[weglot_switcher]

Notícias sobre a morte do carvão ainda são exageradas

O uso do carvão para a produção de eletricidade está a acabar em Portugal e em declínio no mundo ocidental, mas vai voltar a aumentar na Ásia.
9 Maio 2021, 11h00

O ano de 2021 vai ficar registado na história do mercado de energia português como aquele em que foi colocado um ponto final na produção de eletricidade a partir do carvão, 36 anos depois de as duas centrais que ainda subsistiam terem iniciado a atividade. A EDP antecipou o encerramento da Central Termoelétrica de Sines para 15 de janeiro e a Central Termoelétrica do Pego será encerrada no final de novembro, aprofundando uma tendência que se verificava, porque o consumo de eletricidade produzida a partir do carvão já tinha caído 58% no ano passado, face a 2019, em Portugal, seguindo a evolução verificada no mundo ocidental.
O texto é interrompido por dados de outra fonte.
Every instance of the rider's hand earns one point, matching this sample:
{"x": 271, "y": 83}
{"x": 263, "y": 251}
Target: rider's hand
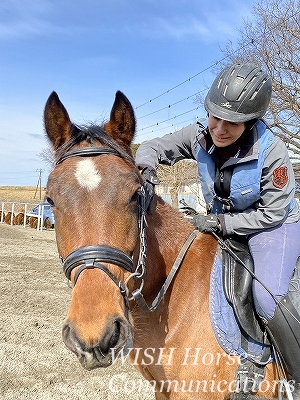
{"x": 150, "y": 180}
{"x": 207, "y": 223}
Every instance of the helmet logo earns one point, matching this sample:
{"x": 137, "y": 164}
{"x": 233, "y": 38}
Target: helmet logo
{"x": 227, "y": 105}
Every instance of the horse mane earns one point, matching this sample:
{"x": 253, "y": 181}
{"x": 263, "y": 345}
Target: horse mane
{"x": 92, "y": 134}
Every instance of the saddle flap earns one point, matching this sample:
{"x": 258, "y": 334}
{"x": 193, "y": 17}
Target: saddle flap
{"x": 237, "y": 281}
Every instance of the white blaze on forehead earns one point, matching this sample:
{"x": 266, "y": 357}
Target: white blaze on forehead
{"x": 87, "y": 175}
Em termos globais, o ano passado foi, também, de redução no uso do carvão para a produção de eletricidade, com a descida registada pela Agência de Internacional de Energia (AIE) a atingir 4%, empurrada pelas economias mais desenvolvidas, onde a quebra atingiu os 15%. A menor procura de eletricidade fez com que o carvão perdesse peso no mix energético, em favor das energias renováveis e do gás, que beneficiou de preços baixos. Este ano já será diferente e a AIE refere, no relatório divulgado em abril, a procura por carvão registou já uma forte recuperação, no primeiro trimestre de 2021, “revertendo todas as quebras de 2020”, puxada pelo Oriente, com a China a chamar a si mais de metade do aumento global previsto de 4,5%, enquanto as economias ocidentais deverão recuperar apenas um quarto das perdas verificadas em 2020. Ou seja, dois mundos diferentes, com necessidades e evoluções distintas.

“A transição energética tem de ser considerada como um movimento global, mas temos ainda duas realidades distintas: a dos países desenvolvidos, que a lideram, pois resulta de políticas para o sector de energia, com especial foco no aumento de fontes renováveis para a geração de eletricidade, e a dos países onde o consumo final está ainda muito concentrado em combustíveis fósseis [derivados de petróleo, gás natural e carvão]”, afirma Mónica Carneiro Pacheco, sócia da sociedade de advogados CMS Rui Pena & Arnaut, em declarações ao Jornal Económico (JE).

Ao aumento do consumo verificado na China, junta-se o da Índia, para quem a AIE antevê uma subida da procura de carvão de quase 9%, este ano, ultrapassando em 1,9% os níveis de 2019 e sucedendo a um ano de 2020 que marcou “o ponto mais baixo de consumo de carvão em muitos anos”, fruto do abrandamento económico e das limitações impostas pelo combate à pandemia.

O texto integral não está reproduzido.